After initialiazing UART, the code will configure the DMA controller for UART transmission. The function uart1_dma_set(data_to_send, BUF_SIZE, 1)
is called.
Let's dissect the uart1_dma_set()
function line by line:
bit_set(RCC->AHBENR, 0); /* enable DMA1 clock */
--> enable DMA1 clock
bit_set(USART1->CR3, 7); /* enable USART1 TX DMA */
--> set UART controller to transmit using DMA
bit_clr(USART1->SR, 6); /* clear UART transmission complete flag */
--> by clearing this flag, a UART transmission is now pending. This will trigger the DMA controller
DMA_Channel4->CCR = 0; /* clear control register */
--> clear DMA control register to default values
bit_set(DMA_Channel4->CCR, 7); /* memory increment mode */
--> tell the DMA channel to increment through the array elements
if(circular_mode) bit_set(DMA_Channel4->CCR, 5); /* enable circular mode */
--> because we called the function with value 1 for the circular_mode
parameter, the circular mode will be enabled. This means that after the requested number of bytes from the array are transfered, the DMA transfer will automatically start again from the array's beginning
bit_set(DMA_Channel4->CCR, 4); /* memory -> peripheral */
--> sets DMA channel to copy bytes from memory to peripheral. In our case from the array to UART1. If this bit is cleared, the transfer happens from peripheral to memory.
DMA_Channel4->CNDTR = len; /* nr of transfer data */
--> tells DMA controller the length of the transfer. In our case is 14 bytes, received as the len
function parameter. This register value is decremented by the DMA controller after each transfer. When the value is 0 the transfer stops. In circular mode, the DMA controller will reprogram the initial set value in this register after each complete transfer.
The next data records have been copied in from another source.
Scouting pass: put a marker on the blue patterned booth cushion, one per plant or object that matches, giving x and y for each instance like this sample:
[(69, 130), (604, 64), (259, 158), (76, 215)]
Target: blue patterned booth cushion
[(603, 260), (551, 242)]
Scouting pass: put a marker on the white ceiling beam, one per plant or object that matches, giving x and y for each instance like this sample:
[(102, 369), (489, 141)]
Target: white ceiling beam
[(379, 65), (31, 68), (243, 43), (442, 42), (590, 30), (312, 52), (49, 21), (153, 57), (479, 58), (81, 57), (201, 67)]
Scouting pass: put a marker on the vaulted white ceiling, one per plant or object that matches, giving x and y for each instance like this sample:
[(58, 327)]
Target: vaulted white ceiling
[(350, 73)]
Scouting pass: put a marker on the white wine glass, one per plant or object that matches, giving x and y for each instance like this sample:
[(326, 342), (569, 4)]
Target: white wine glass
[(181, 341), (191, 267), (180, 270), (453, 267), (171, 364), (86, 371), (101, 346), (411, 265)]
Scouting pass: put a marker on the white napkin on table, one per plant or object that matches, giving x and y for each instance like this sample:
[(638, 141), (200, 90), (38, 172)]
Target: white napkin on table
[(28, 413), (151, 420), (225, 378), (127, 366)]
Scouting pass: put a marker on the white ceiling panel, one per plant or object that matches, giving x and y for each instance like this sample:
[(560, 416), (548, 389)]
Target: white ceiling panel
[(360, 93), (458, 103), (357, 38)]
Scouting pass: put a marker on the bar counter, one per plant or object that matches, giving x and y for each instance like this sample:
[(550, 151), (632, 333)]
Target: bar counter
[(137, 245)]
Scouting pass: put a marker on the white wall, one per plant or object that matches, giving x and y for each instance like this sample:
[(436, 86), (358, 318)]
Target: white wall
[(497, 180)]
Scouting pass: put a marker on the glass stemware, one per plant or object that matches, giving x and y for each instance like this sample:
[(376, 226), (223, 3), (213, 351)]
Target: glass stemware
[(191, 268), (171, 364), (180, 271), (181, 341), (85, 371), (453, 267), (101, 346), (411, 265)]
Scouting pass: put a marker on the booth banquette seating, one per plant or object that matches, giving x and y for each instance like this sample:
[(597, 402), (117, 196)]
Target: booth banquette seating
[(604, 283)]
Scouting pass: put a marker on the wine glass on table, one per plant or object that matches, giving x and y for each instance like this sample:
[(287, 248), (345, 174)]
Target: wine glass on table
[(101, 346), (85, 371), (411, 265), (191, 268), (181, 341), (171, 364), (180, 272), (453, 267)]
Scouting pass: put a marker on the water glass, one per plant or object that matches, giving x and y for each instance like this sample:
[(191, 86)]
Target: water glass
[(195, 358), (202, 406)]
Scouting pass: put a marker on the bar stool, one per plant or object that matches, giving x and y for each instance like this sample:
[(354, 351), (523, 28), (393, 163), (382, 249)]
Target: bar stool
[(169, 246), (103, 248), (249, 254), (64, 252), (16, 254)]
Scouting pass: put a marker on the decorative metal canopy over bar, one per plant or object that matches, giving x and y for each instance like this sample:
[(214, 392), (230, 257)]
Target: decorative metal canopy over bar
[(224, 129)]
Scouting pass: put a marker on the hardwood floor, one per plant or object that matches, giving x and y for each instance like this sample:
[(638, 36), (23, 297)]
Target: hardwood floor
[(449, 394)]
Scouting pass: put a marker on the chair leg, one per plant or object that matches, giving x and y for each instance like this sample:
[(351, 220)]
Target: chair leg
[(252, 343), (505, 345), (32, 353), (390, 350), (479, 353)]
Maximum transfer size is 65535.
DMA_Channel4->CPAR = (unsigned int) &(USART1->DR); /* peripheral addr */
--> set DMA channel peripheral address to address of UART1 transmit register
DMA_Channel4->CMAR = (unsigned int) src; /* memory addr */
--> set DMA channel memory address to the address of the data_to_send
array that we received as the src
function parameter
bit_set(DMA_Channel4->CCR, 0); /* channel enable */
--> enable DMA channel 4. From this moment the transfer will start
After configuring and enabling the DMA transfer, the main function runs an empty infinite loop while(1)
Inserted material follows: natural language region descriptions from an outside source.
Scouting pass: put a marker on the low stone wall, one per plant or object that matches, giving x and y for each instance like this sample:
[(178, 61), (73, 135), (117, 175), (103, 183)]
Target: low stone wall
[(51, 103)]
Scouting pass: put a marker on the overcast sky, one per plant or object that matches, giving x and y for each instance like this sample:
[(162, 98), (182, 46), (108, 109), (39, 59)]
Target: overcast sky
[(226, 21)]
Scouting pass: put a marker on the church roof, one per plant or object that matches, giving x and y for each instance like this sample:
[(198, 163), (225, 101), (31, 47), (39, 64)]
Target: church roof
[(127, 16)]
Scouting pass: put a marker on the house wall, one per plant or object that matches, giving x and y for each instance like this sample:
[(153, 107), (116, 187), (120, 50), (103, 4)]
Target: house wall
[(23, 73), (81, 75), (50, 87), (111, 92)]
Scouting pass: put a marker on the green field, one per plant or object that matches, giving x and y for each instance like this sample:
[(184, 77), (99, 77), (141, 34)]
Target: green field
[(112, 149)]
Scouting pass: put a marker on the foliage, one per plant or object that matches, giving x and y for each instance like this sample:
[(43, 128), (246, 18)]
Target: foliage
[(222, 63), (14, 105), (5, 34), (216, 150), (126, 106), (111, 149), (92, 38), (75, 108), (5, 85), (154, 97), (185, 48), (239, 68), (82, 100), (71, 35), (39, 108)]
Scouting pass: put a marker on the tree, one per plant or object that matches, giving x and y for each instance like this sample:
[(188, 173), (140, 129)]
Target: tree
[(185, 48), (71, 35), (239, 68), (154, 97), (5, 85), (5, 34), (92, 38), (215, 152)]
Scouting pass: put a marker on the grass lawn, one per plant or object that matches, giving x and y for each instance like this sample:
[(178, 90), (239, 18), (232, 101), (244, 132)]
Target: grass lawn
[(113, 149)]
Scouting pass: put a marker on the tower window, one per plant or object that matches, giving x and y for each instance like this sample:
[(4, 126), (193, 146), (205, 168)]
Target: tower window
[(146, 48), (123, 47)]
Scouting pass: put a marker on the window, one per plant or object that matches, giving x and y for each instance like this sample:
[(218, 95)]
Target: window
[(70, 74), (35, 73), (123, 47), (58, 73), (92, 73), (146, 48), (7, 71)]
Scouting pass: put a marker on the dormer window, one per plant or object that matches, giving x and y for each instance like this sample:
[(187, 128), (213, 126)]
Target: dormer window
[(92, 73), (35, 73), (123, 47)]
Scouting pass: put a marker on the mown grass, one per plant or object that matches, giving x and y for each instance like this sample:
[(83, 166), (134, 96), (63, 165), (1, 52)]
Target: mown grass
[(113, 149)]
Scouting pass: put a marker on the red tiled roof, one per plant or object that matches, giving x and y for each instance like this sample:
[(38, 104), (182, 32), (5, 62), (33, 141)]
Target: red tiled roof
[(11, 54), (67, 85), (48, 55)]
. During this time data is sent over UART without CPU intervention.
This is it, probably the simplest DMA transfer demo.
Output on serial port:
DMA transfer
DMA transfer
DMA transfer
DMA transfer
DMA transfer
... and so on
I created a second DMA demo which is slightly more complex than the first. Instead of using the DMA in circular mode to continously transfer data over UART, the code will trigger a DMA transfer after pressing and releasing the user button(PA0 pin).
Before every new transfer the data_to_send
array has its first character incremented.
In non-circular mode, in order to trigger a new DMA transfer you need to reprogram the number of data to transfer register DMA_Channel4->CNDTR
. This register is read only when the DMA channel is activated, so we need to first disable the DMA channel, program the CNDTR
register and enable back the DMA channel.
Output on serial port:
DMA transfer
EMA transfer
FMA transfer
GMA transfer
HMA transfer
IMA transfer
... and so on
For compiling and flashing the demo code I use a computer running Linux Mint, which is Ubuntu alike.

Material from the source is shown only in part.